Wink flappers ve flappers elbise
Romalı tasarımcı, ön sıradaki yıldızların (Charlize Theron, Naomi Watts, Laetitia Casta, Anna Diop ve Léna Mahfouf’un hepsi orada) önünde bu koleksiyon için üç sembolü inceliyor: Özgürlük Heykeli (1910’larda Fransa’dan Amerika Birleşik Devletleri’ne bir hediye), Eyfel Kulesi ve… Marlène Dietrich. 20. yüzyıl sinemasının süperstarı, türleri ilk kez değiştirenlerden biri olarak çocuksu ve sofistike görünümler sergileyerek savaş sonrasında Dior’a sadık biri olmadan önce biliniyor.
Mavi Melek’in ruhu, İngiliz tüvitlerinden pilili pantolonlara, kravatlardan ve mükemmel yakalı beyaz gömleklere kadar erkeksi esintili kıyafetlere aşılanıyor.

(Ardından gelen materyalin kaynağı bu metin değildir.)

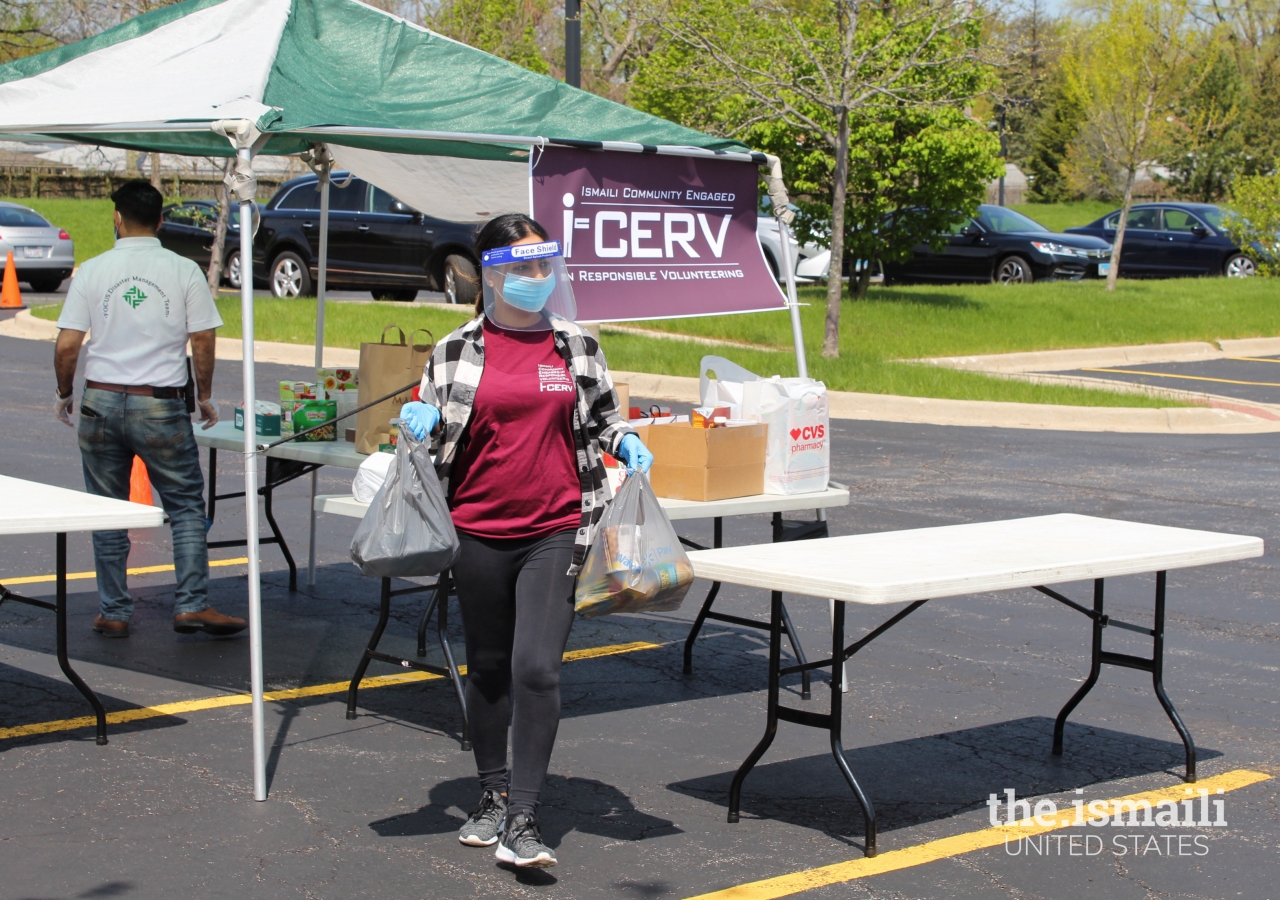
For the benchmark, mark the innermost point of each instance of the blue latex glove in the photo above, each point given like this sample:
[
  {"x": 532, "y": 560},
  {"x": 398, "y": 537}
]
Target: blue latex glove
[
  {"x": 420, "y": 419},
  {"x": 632, "y": 452}
]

Maria Grazia Chiuri buna, Hollywood’un altın çağı gibi 1940’ların ihtişamını da ekliyor: iç çamaşırı detayları, dövülmüş saten, ezilmiş kadife, tüy kadar hafif krep ile siyah beyaz efsaneyi geliştiriyor, ancak her zaman bir modernlik dokunuşuyla (ve Evin imzası), bazen kanat desenli kapitone naylondan yapılmış, dantel işlemeli jüpon elbiseler gibi.

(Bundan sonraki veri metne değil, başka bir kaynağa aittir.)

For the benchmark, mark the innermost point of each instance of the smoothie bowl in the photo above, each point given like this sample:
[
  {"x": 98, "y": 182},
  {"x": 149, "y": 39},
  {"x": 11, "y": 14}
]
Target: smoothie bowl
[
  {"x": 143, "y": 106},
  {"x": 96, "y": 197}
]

Tüm Dior imzaları – yıldız, vadi zambağı, yonca, arı… – nakışta gizlice sergileniyor. Ancak couture tarafı, Amerika Birleşik Devletleri’ne özgü verimlilik duygusunu da göz ardı etmiyor, ister Amerikan bayrağı motifli bir sweatshirt olsun, isterse spor giyim detayları. Son pasajlar, sineklikçilerin kıyafetlerine ve Caz Çağı mitolojisine göndermeler yaparak, yasağın ortasında Harlem’deki gece atmosferine göz kırpıyor. Ancak Maria Grazia Chiuri’nin Dior’a gelişinden bu yana her zaman olduğu gibi, geçmiş günümüzün ve bugünün meselelerinin prizmasından yeniden değerlendiriliyor: Her defilenin dekoru için seçilen sanatçılar buna tanıklık ediyor. Bu gösteri için Brooklyn Müzesi’nin duvarlarını aydınlatan bir dizi neon el hayal eden kişi Amerikalı Susan Santoro’ydu. Ve eller, aynı zamanda akıllı telefon tarafında da bir soruydu; ev, bu geçit töreni için üç özel filtre geliştirmişti; bunlardan biri evin misafirleri için özel olarak ayrılmış, davetiye kartlarının 3D olarak canlandırılmasına olanak sağlıyordu.